Even if animal research resulted in a cure for AIDS, we’d be against it,” People for the Ethical Treatment of Animals (PETA) co-founder Ingrid Newkirk has famously said. With abolition in mind, PETA has long waged its crusade against using animals for (human) life-saving medical research, even protesting the military’s use of pigs to allow soldiers to practice combat medical training. And PETA’s lab-coated allies at the phony “Physicians Committee” for Responsible Medicine are also dedicated to beating the “liberate the lab animals” drum.

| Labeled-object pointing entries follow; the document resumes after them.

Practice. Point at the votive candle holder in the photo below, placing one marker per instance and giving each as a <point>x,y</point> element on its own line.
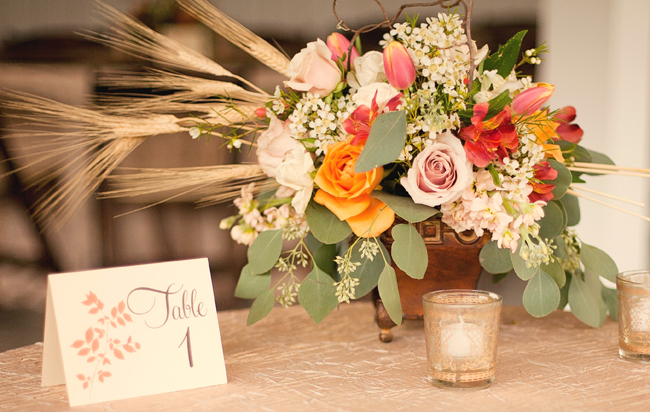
<point>633,293</point>
<point>461,329</point>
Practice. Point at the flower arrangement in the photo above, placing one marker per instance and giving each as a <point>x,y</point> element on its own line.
<point>354,144</point>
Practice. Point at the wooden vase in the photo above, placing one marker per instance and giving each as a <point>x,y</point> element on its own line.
<point>453,264</point>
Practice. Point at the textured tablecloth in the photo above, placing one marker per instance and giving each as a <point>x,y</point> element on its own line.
<point>287,363</point>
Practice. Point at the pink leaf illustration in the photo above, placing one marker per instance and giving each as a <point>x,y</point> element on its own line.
<point>89,335</point>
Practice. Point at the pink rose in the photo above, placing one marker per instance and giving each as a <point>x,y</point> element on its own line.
<point>440,173</point>
<point>273,145</point>
<point>312,70</point>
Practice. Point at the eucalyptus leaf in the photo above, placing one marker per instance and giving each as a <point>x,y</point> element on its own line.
<point>317,294</point>
<point>408,251</point>
<point>261,307</point>
<point>324,259</point>
<point>385,141</point>
<point>584,305</point>
<point>324,224</point>
<point>572,207</point>
<point>370,270</point>
<point>505,59</point>
<point>389,294</point>
<point>598,262</point>
<point>405,208</point>
<point>250,286</point>
<point>552,224</point>
<point>519,264</point>
<point>495,259</point>
<point>555,271</point>
<point>541,295</point>
<point>265,251</point>
<point>562,181</point>
<point>609,296</point>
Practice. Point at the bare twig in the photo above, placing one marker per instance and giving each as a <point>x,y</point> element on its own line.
<point>468,5</point>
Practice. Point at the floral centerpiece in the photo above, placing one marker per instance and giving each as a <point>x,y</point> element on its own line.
<point>355,143</point>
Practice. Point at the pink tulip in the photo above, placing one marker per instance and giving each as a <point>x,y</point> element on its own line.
<point>398,65</point>
<point>339,45</point>
<point>529,101</point>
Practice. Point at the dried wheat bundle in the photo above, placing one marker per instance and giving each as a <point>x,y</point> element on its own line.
<point>133,37</point>
<point>237,34</point>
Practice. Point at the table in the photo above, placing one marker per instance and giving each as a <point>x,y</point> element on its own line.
<point>287,363</point>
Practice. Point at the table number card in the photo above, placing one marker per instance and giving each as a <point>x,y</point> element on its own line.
<point>132,331</point>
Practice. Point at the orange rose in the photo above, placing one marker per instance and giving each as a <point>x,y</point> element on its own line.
<point>347,194</point>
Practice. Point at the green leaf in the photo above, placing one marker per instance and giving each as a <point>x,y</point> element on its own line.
<point>369,271</point>
<point>552,224</point>
<point>250,286</point>
<point>598,262</point>
<point>584,305</point>
<point>541,295</point>
<point>495,259</point>
<point>405,208</point>
<point>389,294</point>
<point>317,294</point>
<point>562,181</point>
<point>265,251</point>
<point>324,224</point>
<point>609,296</point>
<point>385,142</point>
<point>519,264</point>
<point>555,271</point>
<point>572,208</point>
<point>505,59</point>
<point>262,306</point>
<point>409,251</point>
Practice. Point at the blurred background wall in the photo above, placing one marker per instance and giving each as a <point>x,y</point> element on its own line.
<point>600,52</point>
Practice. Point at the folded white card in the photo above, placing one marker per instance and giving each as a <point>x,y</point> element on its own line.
<point>132,331</point>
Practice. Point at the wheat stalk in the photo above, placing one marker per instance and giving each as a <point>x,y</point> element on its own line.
<point>136,39</point>
<point>237,34</point>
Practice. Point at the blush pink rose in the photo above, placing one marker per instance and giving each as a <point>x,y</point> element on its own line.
<point>273,146</point>
<point>313,70</point>
<point>440,173</point>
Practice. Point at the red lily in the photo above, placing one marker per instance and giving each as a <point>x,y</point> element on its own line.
<point>542,191</point>
<point>490,140</point>
<point>360,121</point>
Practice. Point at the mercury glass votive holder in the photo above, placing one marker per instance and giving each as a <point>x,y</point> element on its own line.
<point>461,328</point>
<point>633,293</point>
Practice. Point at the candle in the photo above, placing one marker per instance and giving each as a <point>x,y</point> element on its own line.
<point>461,338</point>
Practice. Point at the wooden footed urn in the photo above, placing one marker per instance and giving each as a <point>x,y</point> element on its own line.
<point>453,264</point>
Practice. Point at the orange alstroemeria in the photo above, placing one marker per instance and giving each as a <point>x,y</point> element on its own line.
<point>347,194</point>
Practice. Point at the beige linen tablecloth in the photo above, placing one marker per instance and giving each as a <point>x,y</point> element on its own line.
<point>287,363</point>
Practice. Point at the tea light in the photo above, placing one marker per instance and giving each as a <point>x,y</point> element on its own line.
<point>459,338</point>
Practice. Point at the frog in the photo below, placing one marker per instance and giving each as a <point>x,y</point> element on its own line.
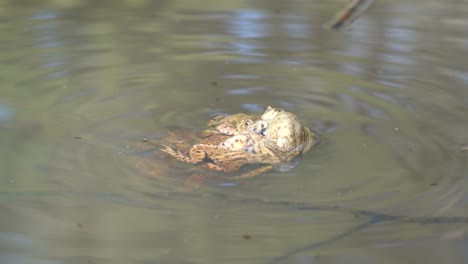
<point>220,151</point>
<point>284,134</point>
<point>151,162</point>
<point>285,137</point>
<point>277,137</point>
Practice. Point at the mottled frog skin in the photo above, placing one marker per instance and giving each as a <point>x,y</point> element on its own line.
<point>285,135</point>
<point>278,136</point>
<point>228,155</point>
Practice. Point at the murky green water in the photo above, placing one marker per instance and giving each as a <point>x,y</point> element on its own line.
<point>84,81</point>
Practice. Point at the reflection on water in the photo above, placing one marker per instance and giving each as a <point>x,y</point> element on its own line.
<point>85,83</point>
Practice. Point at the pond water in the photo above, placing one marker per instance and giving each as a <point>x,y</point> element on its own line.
<point>84,82</point>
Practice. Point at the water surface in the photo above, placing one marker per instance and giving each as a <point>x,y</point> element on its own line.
<point>83,82</point>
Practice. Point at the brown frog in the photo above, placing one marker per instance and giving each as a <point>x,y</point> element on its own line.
<point>221,151</point>
<point>284,133</point>
<point>152,163</point>
<point>285,137</point>
<point>277,137</point>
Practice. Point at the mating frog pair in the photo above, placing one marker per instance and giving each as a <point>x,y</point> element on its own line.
<point>277,136</point>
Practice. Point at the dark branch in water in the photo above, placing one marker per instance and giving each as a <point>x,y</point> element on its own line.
<point>348,14</point>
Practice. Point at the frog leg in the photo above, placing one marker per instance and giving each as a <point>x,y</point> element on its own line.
<point>253,173</point>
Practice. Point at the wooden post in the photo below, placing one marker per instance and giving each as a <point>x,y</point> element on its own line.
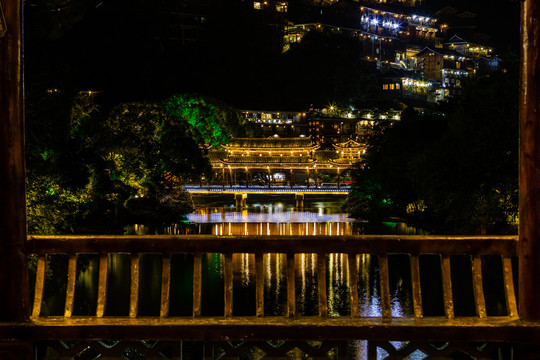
<point>13,264</point>
<point>529,192</point>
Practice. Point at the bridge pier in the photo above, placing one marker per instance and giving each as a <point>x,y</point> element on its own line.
<point>299,197</point>
<point>241,200</point>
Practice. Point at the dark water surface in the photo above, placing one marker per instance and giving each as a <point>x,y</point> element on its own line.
<point>275,218</point>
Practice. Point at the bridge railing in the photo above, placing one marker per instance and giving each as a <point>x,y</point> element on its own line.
<point>261,326</point>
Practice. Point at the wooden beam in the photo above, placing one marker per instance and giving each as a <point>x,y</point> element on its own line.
<point>529,191</point>
<point>374,244</point>
<point>13,263</point>
<point>467,329</point>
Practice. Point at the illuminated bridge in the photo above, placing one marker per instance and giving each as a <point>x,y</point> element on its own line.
<point>241,192</point>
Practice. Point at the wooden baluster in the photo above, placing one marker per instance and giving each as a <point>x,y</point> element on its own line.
<point>165,286</point>
<point>447,287</point>
<point>40,283</point>
<point>13,255</point>
<point>259,283</point>
<point>228,270</point>
<point>102,286</point>
<point>197,284</point>
<point>70,293</point>
<point>478,287</point>
<point>353,284</point>
<point>529,163</point>
<point>321,277</point>
<point>511,304</point>
<point>416,287</point>
<point>385,286</point>
<point>134,292</point>
<point>291,299</point>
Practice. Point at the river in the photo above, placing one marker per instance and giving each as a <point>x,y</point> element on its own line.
<point>276,216</point>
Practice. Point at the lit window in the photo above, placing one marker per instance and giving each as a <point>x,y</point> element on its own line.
<point>281,7</point>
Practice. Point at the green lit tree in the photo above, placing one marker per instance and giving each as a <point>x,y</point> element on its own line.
<point>209,120</point>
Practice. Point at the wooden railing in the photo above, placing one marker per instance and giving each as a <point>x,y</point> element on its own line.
<point>292,326</point>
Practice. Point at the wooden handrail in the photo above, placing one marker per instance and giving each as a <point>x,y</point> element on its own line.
<point>347,244</point>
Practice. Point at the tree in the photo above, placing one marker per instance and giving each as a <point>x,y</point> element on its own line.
<point>208,120</point>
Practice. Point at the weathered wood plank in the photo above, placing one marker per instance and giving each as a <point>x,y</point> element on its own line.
<point>478,287</point>
<point>511,304</point>
<point>228,280</point>
<point>254,328</point>
<point>447,288</point>
<point>102,285</point>
<point>353,284</point>
<point>70,291</point>
<point>259,283</point>
<point>416,288</point>
<point>40,283</point>
<point>291,298</point>
<point>321,278</point>
<point>529,176</point>
<point>197,284</point>
<point>13,258</point>
<point>165,286</point>
<point>385,286</point>
<point>134,291</point>
<point>374,244</point>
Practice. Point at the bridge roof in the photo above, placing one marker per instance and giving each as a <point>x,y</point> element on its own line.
<point>271,143</point>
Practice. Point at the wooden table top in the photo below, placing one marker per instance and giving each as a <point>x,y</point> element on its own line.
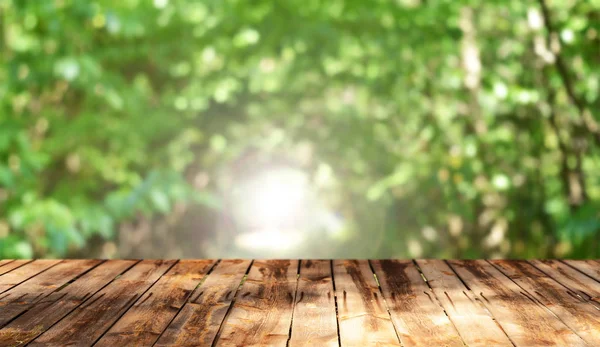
<point>299,302</point>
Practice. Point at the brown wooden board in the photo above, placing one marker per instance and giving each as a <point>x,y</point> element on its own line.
<point>23,273</point>
<point>54,307</point>
<point>89,321</point>
<point>588,267</point>
<point>314,322</point>
<point>9,266</point>
<point>418,318</point>
<point>579,284</point>
<point>576,313</point>
<point>148,318</point>
<point>525,321</point>
<point>474,324</point>
<point>20,298</point>
<point>362,315</point>
<point>199,320</point>
<point>262,313</point>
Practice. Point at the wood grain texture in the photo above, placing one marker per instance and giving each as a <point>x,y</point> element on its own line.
<point>588,267</point>
<point>575,312</point>
<point>23,273</point>
<point>11,265</point>
<point>579,284</point>
<point>525,322</point>
<point>89,321</point>
<point>362,315</point>
<point>474,324</point>
<point>54,307</point>
<point>262,313</point>
<point>20,298</point>
<point>148,318</point>
<point>314,322</point>
<point>199,320</point>
<point>418,318</point>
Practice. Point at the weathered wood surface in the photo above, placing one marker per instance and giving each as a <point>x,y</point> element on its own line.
<point>314,322</point>
<point>526,322</point>
<point>299,303</point>
<point>199,321</point>
<point>363,317</point>
<point>262,313</point>
<point>476,325</point>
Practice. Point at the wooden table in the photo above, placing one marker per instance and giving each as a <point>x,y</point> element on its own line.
<point>295,303</point>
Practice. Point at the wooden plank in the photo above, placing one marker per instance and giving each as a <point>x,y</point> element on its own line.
<point>314,322</point>
<point>7,267</point>
<point>199,320</point>
<point>575,312</point>
<point>25,272</point>
<point>148,318</point>
<point>474,324</point>
<point>526,322</point>
<point>579,284</point>
<point>418,318</point>
<point>60,303</point>
<point>262,313</point>
<point>362,315</point>
<point>20,298</point>
<point>89,321</point>
<point>588,267</point>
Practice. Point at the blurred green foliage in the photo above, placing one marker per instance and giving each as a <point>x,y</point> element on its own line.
<point>452,128</point>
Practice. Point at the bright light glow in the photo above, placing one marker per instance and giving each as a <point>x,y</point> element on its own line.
<point>274,199</point>
<point>277,212</point>
<point>269,240</point>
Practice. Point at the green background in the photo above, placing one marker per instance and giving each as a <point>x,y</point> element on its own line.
<point>429,128</point>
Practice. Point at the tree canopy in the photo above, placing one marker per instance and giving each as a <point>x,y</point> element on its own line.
<point>433,128</point>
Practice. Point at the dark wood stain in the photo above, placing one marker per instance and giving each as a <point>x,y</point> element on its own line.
<point>133,303</point>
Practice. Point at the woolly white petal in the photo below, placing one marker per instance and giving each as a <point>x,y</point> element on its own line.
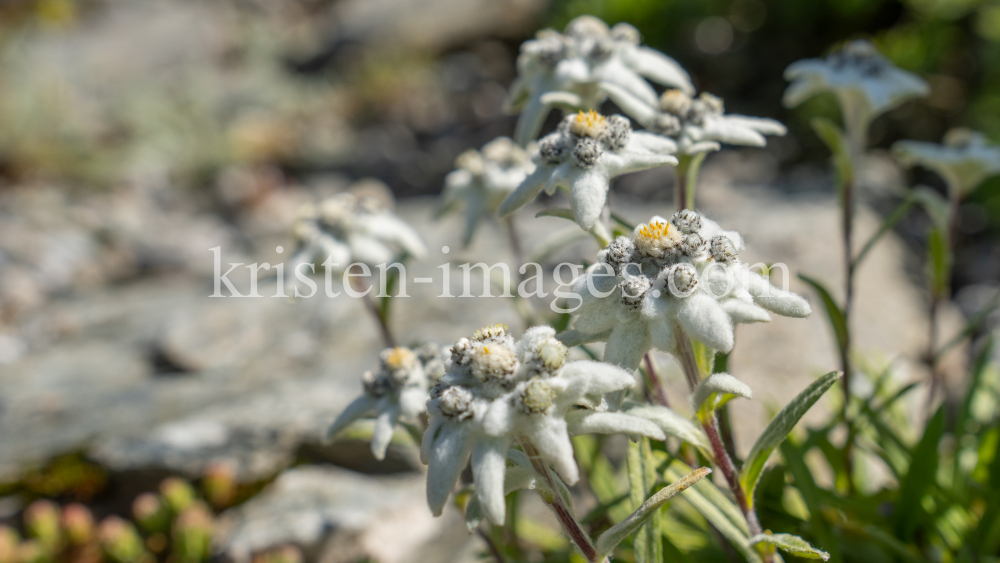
<point>637,109</point>
<point>529,123</point>
<point>430,436</point>
<point>447,460</point>
<point>550,437</point>
<point>584,421</point>
<point>526,192</point>
<point>600,378</point>
<point>744,313</point>
<point>661,334</point>
<point>702,318</point>
<point>588,194</point>
<point>659,68</point>
<point>489,464</point>
<point>358,408</point>
<point>629,341</point>
<point>784,303</point>
<point>385,424</point>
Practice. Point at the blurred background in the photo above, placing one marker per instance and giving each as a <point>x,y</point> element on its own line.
<point>136,134</point>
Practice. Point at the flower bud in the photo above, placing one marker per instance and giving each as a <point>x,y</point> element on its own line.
<point>192,534</point>
<point>151,513</point>
<point>120,541</point>
<point>219,484</point>
<point>41,520</point>
<point>78,524</point>
<point>9,541</point>
<point>178,493</point>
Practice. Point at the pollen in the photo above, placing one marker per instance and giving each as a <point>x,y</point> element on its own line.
<point>589,124</point>
<point>492,332</point>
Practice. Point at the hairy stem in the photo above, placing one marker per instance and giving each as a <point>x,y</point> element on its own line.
<point>377,312</point>
<point>711,427</point>
<point>563,513</point>
<point>655,382</point>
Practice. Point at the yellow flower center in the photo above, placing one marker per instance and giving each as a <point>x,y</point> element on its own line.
<point>589,124</point>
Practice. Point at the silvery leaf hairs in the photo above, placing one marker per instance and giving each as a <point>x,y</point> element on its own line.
<point>395,392</point>
<point>482,179</point>
<point>498,393</point>
<point>669,281</point>
<point>581,67</point>
<point>585,152</point>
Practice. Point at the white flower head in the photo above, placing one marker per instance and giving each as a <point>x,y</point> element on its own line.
<point>347,228</point>
<point>865,82</point>
<point>697,124</point>
<point>497,392</point>
<point>482,179</point>
<point>574,69</point>
<point>678,275</point>
<point>583,155</point>
<point>964,159</point>
<point>396,391</point>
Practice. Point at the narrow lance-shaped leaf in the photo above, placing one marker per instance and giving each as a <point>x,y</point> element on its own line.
<point>614,535</point>
<point>719,510</point>
<point>833,311</point>
<point>717,390</point>
<point>919,477</point>
<point>779,428</point>
<point>890,223</point>
<point>791,544</point>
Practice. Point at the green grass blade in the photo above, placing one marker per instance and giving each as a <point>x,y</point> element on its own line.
<point>779,428</point>
<point>919,477</point>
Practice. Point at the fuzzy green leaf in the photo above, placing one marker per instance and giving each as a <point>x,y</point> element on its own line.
<point>791,544</point>
<point>833,311</point>
<point>614,535</point>
<point>716,390</point>
<point>778,430</point>
<point>919,477</point>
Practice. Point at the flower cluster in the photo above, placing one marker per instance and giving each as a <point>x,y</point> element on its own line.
<point>347,228</point>
<point>497,392</point>
<point>697,124</point>
<point>583,154</point>
<point>581,67</point>
<point>671,276</point>
<point>483,179</point>
<point>964,159</point>
<point>396,391</point>
<point>866,83</point>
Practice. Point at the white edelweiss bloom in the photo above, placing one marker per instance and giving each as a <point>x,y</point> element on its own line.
<point>864,81</point>
<point>586,151</point>
<point>345,228</point>
<point>397,391</point>
<point>964,159</point>
<point>575,68</point>
<point>683,274</point>
<point>498,392</point>
<point>482,179</point>
<point>697,124</point>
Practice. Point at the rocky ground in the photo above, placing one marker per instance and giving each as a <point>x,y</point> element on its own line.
<point>111,347</point>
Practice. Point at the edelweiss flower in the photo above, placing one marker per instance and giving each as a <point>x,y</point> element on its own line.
<point>345,228</point>
<point>397,391</point>
<point>677,275</point>
<point>483,179</point>
<point>583,154</point>
<point>497,392</point>
<point>697,124</point>
<point>964,160</point>
<point>574,68</point>
<point>865,82</point>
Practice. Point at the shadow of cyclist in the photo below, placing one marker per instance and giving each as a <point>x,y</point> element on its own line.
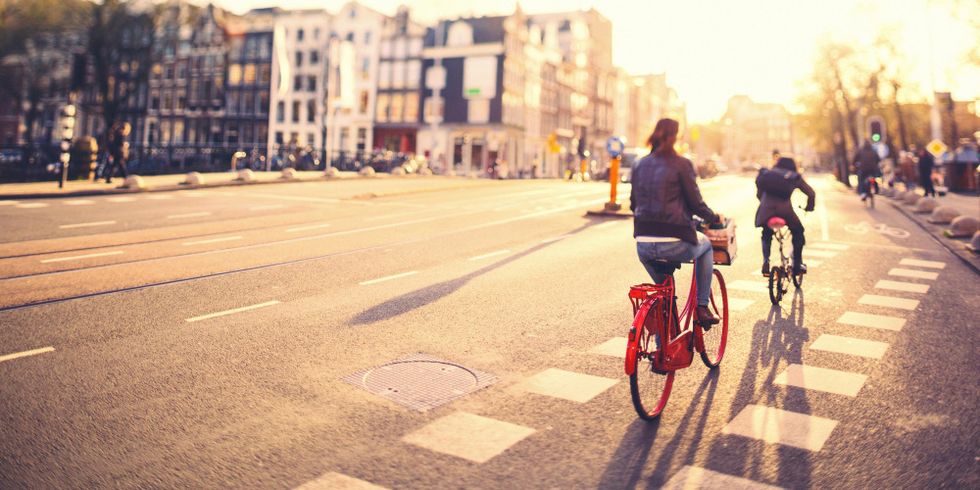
<point>777,342</point>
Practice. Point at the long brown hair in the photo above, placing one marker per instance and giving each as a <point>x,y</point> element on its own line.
<point>665,130</point>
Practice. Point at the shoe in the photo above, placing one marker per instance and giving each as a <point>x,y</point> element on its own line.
<point>704,317</point>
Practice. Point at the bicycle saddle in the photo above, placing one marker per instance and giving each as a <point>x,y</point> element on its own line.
<point>776,222</point>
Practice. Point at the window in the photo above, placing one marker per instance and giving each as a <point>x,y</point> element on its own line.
<point>397,107</point>
<point>411,107</point>
<point>381,110</point>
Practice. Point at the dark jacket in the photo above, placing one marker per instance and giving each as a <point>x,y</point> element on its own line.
<point>771,205</point>
<point>665,195</point>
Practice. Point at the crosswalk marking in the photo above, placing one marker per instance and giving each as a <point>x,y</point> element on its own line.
<point>567,385</point>
<point>695,478</point>
<point>777,426</point>
<point>908,287</point>
<point>931,264</point>
<point>913,274</point>
<point>753,286</point>
<point>338,481</point>
<point>468,436</point>
<point>821,379</point>
<point>851,346</point>
<point>874,321</point>
<point>889,302</point>
<point>615,347</point>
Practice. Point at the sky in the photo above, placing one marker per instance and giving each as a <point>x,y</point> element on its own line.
<point>714,49</point>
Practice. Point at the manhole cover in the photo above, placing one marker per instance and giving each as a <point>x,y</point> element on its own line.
<point>420,382</point>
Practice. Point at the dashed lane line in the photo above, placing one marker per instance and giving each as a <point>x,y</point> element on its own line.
<point>777,426</point>
<point>881,322</point>
<point>26,353</point>
<point>889,302</point>
<point>86,225</point>
<point>491,254</point>
<point>931,264</point>
<point>908,287</point>
<point>388,278</point>
<point>821,379</point>
<point>232,311</point>
<point>914,274</point>
<point>189,215</point>
<point>81,257</point>
<point>850,346</point>
<point>213,240</point>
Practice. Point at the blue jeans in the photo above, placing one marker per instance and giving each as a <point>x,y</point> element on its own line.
<point>681,251</point>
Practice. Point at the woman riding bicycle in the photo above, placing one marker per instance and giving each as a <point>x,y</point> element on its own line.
<point>664,197</point>
<point>773,188</point>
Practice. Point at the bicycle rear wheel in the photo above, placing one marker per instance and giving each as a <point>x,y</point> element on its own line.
<point>714,339</point>
<point>649,388</point>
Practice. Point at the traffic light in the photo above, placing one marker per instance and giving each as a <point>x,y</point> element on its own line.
<point>876,129</point>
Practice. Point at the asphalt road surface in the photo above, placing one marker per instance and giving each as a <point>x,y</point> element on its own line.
<point>453,333</point>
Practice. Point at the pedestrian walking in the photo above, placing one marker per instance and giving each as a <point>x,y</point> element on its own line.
<point>118,150</point>
<point>926,163</point>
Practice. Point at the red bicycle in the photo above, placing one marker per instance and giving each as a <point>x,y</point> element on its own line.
<point>658,346</point>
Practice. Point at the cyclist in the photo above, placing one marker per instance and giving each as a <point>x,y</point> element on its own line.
<point>773,188</point>
<point>663,199</point>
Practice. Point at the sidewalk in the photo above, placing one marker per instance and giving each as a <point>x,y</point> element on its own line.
<point>36,190</point>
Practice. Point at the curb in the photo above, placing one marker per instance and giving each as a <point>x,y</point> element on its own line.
<point>958,253</point>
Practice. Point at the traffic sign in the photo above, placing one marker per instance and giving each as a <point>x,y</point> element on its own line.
<point>937,148</point>
<point>615,146</point>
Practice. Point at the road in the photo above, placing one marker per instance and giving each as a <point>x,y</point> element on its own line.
<point>228,338</point>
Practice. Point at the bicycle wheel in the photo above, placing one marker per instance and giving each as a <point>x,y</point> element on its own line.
<point>714,339</point>
<point>649,388</point>
<point>775,285</point>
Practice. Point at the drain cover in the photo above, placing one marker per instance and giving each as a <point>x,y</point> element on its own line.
<point>420,382</point>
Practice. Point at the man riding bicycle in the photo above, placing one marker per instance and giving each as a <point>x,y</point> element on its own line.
<point>664,197</point>
<point>774,187</point>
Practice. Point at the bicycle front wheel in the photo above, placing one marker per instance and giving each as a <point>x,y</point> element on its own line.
<point>649,387</point>
<point>714,339</point>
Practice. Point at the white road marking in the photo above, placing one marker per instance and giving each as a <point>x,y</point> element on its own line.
<point>615,347</point>
<point>267,207</point>
<point>931,264</point>
<point>388,278</point>
<point>908,287</point>
<point>913,274</point>
<point>567,385</point>
<point>80,257</point>
<point>874,321</point>
<point>26,353</point>
<point>213,240</point>
<point>338,481</point>
<point>829,246</point>
<point>889,302</point>
<point>739,304</point>
<point>491,254</point>
<point>850,346</point>
<point>233,311</point>
<point>189,215</point>
<point>777,426</point>
<point>468,436</point>
<point>309,227</point>
<point>695,478</point>
<point>86,225</point>
<point>752,286</point>
<point>821,379</point>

Thankfully, there are two sides to this debate, even if PETA pretends otherwise. Nancy Haigwood, a scientist who uses animals in her research, takes to the page of The Oregonian today to clarify why she does what she does. She highlights the medical progress gained by animal research in just the last three weeks alone—including advances in the medical understanding of Parkinson’s disease, cancer tumors, the flu virus, and Down syndrome. But as Haigwood also writes, even this won’t satisfy the abolitionists:

Animal activists often reject these kinds of discoveries, claiming that animal studies are outdated and that all of these breakthroughs could be made in test tubes or with computer models. But in reality, no test tube can simulate the complex immune response of an animal, and no computer can mimic a real, breathing lung. Before we can try therapies in real human patients, we must study a similar living system first.

Regardless of the benefits to people, the medical profession’s needs, and the nonsense of its own claims, PETA will continue its jihad against critical medical research. Here’s one example: Last week the USDA and NIH investigated the University of Utah’s animal research program following PETA’s allegationsof animal abuse. The inspectors found the program to be “in good order,” in stark contrast with PETA’s gloomy claims.

Of course, it’s always ironic when PETA makes claims of animal cruelty, considering its own track record of killing nearly 30,000 animals. And according to this entertaining infographic about PETA’s hypocrisy, PETA spends less than 1 percent of its budget actually helping animals. (Which also sounds an awful lot like another animal rights group we know.)